When your k8s service of syslog server goes down, does the server send FIN?
- Maybe the following filters on Wireshark will be helpful in finding out: tcp.srcport == 514 || tcp.dstport == 514.
Even if you use TCP_USER_TIMEOUT, is at least one record lost?

Hi @daipom Apologies for the delayed reply

Response when syslog server goes down a) 0 replicas - When all syslog pods are deleted i.e. there are no pods(endpoints) associated with the k8s service of syslog server, and if TCP communication is attempted to the syslog service, I see the following response in tcpdump -> The request gets routed to kube-dns service to resolve the dns of syslog svc. Later, it responds with port unreachable error.

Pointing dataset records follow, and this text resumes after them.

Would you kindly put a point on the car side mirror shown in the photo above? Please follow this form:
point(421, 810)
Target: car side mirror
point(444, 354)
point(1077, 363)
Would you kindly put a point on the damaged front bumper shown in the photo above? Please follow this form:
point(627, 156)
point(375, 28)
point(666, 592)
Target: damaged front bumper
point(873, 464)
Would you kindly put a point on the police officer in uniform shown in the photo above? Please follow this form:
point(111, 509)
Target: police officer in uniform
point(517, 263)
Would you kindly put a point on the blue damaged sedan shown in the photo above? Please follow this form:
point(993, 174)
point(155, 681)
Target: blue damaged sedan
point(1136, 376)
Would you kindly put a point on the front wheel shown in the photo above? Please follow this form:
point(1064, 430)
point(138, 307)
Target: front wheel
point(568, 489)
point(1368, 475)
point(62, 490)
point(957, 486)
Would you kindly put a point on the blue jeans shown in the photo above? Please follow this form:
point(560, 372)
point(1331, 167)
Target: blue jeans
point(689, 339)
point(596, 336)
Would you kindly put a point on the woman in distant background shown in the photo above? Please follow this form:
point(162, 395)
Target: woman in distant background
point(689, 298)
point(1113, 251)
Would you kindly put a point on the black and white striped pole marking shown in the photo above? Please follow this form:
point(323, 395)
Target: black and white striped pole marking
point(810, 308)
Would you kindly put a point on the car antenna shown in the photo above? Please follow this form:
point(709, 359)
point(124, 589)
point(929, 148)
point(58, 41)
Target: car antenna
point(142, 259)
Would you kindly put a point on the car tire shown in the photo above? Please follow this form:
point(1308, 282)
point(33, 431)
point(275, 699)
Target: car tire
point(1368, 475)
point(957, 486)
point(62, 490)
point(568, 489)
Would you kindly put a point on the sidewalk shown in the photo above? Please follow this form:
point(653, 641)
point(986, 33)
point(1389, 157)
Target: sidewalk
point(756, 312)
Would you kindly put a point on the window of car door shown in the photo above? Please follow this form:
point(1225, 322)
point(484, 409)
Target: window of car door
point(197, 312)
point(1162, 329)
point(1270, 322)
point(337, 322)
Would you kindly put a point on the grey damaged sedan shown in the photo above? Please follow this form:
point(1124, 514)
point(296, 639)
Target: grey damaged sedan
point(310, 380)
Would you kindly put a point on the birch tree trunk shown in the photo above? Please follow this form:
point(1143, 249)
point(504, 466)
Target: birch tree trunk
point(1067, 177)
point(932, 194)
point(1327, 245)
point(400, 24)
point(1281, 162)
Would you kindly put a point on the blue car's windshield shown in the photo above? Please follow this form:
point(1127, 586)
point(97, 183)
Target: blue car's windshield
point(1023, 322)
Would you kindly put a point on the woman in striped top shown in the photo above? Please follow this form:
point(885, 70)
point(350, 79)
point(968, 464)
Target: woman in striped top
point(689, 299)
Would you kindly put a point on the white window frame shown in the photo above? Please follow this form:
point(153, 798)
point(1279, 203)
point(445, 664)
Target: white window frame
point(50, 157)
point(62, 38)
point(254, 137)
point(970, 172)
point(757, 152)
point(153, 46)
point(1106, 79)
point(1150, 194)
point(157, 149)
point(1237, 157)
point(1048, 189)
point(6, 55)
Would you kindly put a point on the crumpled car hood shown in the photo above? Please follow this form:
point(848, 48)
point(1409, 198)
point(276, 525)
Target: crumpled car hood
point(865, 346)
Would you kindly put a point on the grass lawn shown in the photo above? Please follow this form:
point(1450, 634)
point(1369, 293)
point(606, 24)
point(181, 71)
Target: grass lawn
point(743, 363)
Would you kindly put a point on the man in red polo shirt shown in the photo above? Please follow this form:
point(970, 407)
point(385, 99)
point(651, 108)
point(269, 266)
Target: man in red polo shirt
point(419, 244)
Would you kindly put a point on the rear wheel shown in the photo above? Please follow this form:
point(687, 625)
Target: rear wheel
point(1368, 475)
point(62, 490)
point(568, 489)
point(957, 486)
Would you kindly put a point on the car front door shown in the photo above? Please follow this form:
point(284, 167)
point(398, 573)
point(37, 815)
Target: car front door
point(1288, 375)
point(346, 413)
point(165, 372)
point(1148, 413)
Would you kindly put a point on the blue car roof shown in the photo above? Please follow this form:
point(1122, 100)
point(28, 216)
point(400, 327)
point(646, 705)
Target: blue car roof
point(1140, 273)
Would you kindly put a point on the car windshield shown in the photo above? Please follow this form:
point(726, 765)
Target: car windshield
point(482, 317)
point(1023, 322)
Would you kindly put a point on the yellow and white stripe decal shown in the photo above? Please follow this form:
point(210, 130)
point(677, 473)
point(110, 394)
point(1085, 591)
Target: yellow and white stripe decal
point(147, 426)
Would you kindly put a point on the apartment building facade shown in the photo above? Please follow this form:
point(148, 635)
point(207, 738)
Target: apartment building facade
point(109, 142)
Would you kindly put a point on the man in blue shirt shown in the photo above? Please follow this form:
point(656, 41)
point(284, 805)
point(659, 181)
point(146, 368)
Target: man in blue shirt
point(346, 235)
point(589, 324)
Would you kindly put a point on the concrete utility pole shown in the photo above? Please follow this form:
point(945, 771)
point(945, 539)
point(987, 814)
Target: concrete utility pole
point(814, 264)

It does not respond with FIN.

08:35:53.461686 IP k8s-4-control-worker-edge-1 > k8s-4-control-worker-edge-1: ICMP rsyslog.shiv.svc.cluster.local tcp port facsys-ntp unreachable, length 60

b) syslog process is not running - However, when the syslog pod is running, but inside the pod, syslog process is killed, it responds with connection reset RST when there's an attempt to contact the syslog service.

19:42:43.993059 IP k8s-4-control-worker-edge-1.9136 > 192-168-165-1.rsyslog.shiv.svc.cluster.local.shell: Flags [S], seq 2061445071, win 26880, options [mss 8960,nop,nop,sackOK,nop,wscale 7], length 0
19:42:43.993076 IP 192-168-165-1.rsyslog.shiv.svc.cluster.local.shell > k8s-4-control-worker-edge-1.9136: Flags [R.], seq 0, ack 2061445072, win 0, length 0

So perhaps that is general k8s behaviour, if there is no endpoint for a service, kube-dns will be unable to resolve it and it would respond with port unreachable.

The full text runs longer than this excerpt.